Entre la visita judicial en la Moncloa, el gordo de la lotería fiscal para Cataluña y la operación salida de vacaciones, era fácil pasar por alto las perlas del BOE publicado el 31 de julio: subvenciones directas del Ministerio de Cultura, un plan contra la obesidad infantil, nombramientos y ceses de embajadores y el Real Decreto de creación del Consejo de la Productividad de España. Sí, leen bien: ya sabíamos que hay eventos culturales graciables por naturaleza, que los niños cada vez comen peor y que se envía a las antípodas a quien no tiene buenos contactos, pero esto de la productividad parece nuevo y extraño.
Tras las explicaciones del ministro de Economía, los medios de comunicación informaron, sin apenas comentarios y sin reparar casi en un diseño a mi juicio criticable.

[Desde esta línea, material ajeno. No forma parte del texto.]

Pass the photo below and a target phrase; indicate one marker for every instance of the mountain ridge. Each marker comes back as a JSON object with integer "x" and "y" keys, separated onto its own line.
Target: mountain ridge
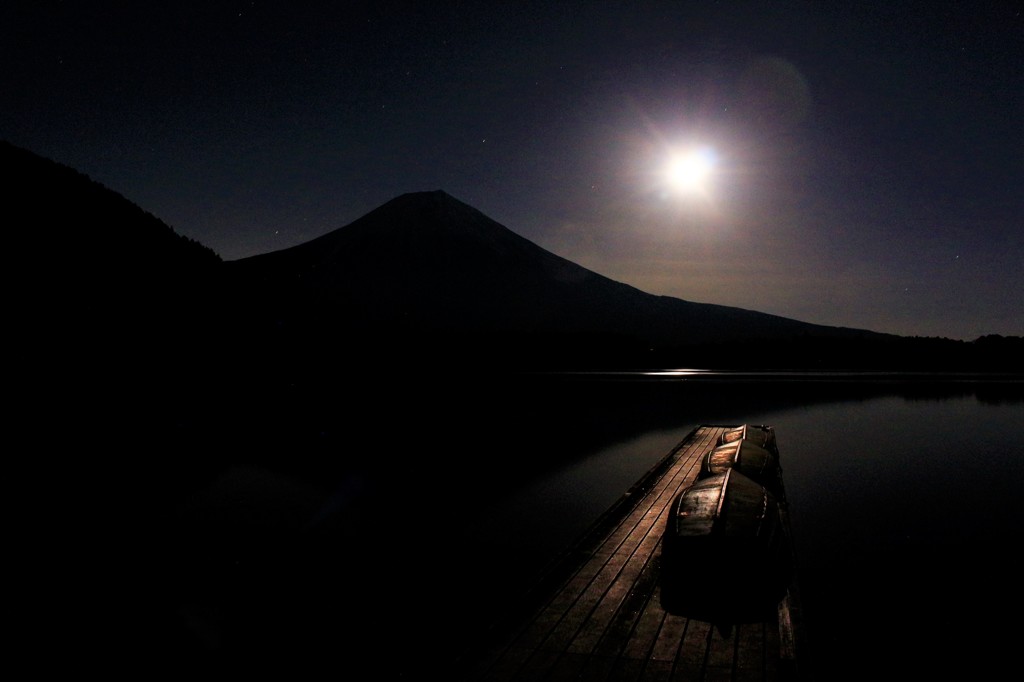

Estudiar en detalle un reglamento organizativo justo antes de iniciarse el mes de agosto suele costar algún disgusto familiar y ya se sabe, de morros no somos productivos. Hay que estar a lo que toca en cada momento; ahora playa, crema solar, sombrilla, chiringuitos y cervezas (hasta que se apruebe la Ley contra el alcohol). El PIB nacional parece depender más de esos factores que de las ocurrencias del Consejo de Ministros.
Que estamos ante otra reforma estructural desafortunada puede no ser noticia, pero su presentación como un portentoso avance parece sarcasmo. Más cuando se evoca una recomendación del Consejo Europeo de ¡2016!, ocho años antes de que a alguien se le ocurriera sacar este conejo mohoso de la chistera, quizás para disimular y que se hable de otra cosa. Los retrasos en la adopción de las directrices de las instituciones comunitarias son un modus operandi habitual, expresivo de la incapacidad de hacer las cosas en su momento, cuando pueden servir, y no procastinar para aprovechar luego golpes de efecto.
Si después de décadas dedicado a estudiar estos temas considero que este nuevo órgano presenta fallos y creará problemas es por el ascendiente gubernamental de su composición, demasiado evidente, aunque se elijan prestigiosos economistas. Ellas y ellos - insistencia extrema, casi obsesión en la igualdad de género- no podrán desvincularse del dedo que los señaló. Además, diez años de experiencia profesional me parecen muy pocos, en realidad los mínimos para alcanzar la condición de "experto" (o "experta", no quiero ser tildado de cavernícola).
Otra razón para desconfiar del nuevo órgano son las redundancias y solapamientos que suscita, sobre los que nada dice la norma de creación. La Constitución española prevé en su artículo 131.2 el Consejo Económico y Social, creado por ley y ahora ninguneado en funciones que quizás pueden corresponderle. También el Banco de España ha destacado por sus periódicos informes sobre cuestiones clave de la economía española. ¿Se trata de opacar el protagonismo del hasta ahora más independiente y pulcro regulador de nuestro sistema institucional?
La productividad española tiene varias asignaturas pendientes. Lo menos necesario es multiplicar las injerencias gubernamentales sobre su devenir, desplazando los pronunciamientos de organizaciones que ni hacen parte del nuevo Consejo, ni reciben subvenciones del Ministerio de Cultura, ni son obesas, ni tampoco infantiles.
Ricardo Rivero Ortega es catedrático de Derecho administrativo en la Universidad de Salamanca.